Summer is a time of gatherings, less frantic and formal than those of the winter months. Over cold beer or lemonade, amidst the burgers, (soy or other) hot dogs, cold salads and fresh iced fruit, many stories are shared. Alongside campfires, after the S’mores are eaten and the bug spray applied, story-tellers fascinate and terrorize campers with stories of huge, scary creatures and horrible murders. (Yes, I understand there are no “good” murders, but you get my meaning.)
Stories and characters are all around us, all the time. In the blur that is everyday life, we miss them. The charming red-lipped cherub in the grocery buggy we saw in the store made us smile – what had he been eating? A ripe juicy strawberry or a cherry-flavored ice pop? Was he surprised by the taste or the cold or delighted? Or how about the experienced gent who packs groceries to supplement his Social Security check at the local market who, with a twinkle in his bright blue eyes, winked at you as he spoke of his latest excapades with his wife of fifty years on their Vegas trip last month.

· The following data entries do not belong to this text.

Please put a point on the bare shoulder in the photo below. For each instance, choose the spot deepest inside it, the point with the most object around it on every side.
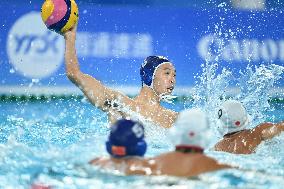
(168, 117)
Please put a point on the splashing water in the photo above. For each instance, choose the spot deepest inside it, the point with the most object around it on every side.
(258, 82)
(212, 89)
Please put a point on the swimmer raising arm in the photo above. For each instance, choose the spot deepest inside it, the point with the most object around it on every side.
(97, 93)
(158, 80)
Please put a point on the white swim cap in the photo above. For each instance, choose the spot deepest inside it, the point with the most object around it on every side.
(190, 129)
(233, 117)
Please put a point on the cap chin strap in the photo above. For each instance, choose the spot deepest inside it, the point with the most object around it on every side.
(163, 97)
(167, 98)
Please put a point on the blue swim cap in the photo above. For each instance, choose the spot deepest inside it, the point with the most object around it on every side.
(126, 139)
(148, 68)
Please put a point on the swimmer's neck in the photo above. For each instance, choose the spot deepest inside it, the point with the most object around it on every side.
(148, 95)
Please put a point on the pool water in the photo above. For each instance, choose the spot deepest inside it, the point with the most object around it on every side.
(51, 141)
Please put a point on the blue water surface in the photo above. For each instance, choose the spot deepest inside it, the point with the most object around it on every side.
(50, 142)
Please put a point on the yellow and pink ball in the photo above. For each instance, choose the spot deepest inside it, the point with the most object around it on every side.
(59, 15)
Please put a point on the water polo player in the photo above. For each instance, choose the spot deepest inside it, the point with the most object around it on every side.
(158, 81)
(237, 138)
(190, 136)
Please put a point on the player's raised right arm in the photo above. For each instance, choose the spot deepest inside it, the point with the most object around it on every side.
(95, 91)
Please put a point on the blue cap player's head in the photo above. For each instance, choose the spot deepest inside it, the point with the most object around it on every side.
(126, 138)
(158, 73)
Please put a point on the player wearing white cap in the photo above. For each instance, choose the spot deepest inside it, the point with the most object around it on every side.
(237, 138)
(190, 137)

There is NO shortage of fodder for plots or characters. There is always a need in the world for fresh voices and clever turns of phrase in fiction or non. Take mental notes or jot things down in a pocket-sized notebook. Be aware. Stay alert. The most fabulous ideas and people are all around you!
Capture family legends and tales while you can. Enrobe your characters in the three-dimensional characteristics of the colorful people you meet every day or at the family/church/office picnic.
Enjoy all that life has to offer and then write it down. In a novel or a diary. In an article or a column. Doesn’t matter. We’re scribes of what is around us and in our own way, we make a difference. When we pay attention, we make a positive difference for those around us as well as for ourselves.
“Be careful or you just might end up in my next novel” is a warning that you should give often and always with a smile!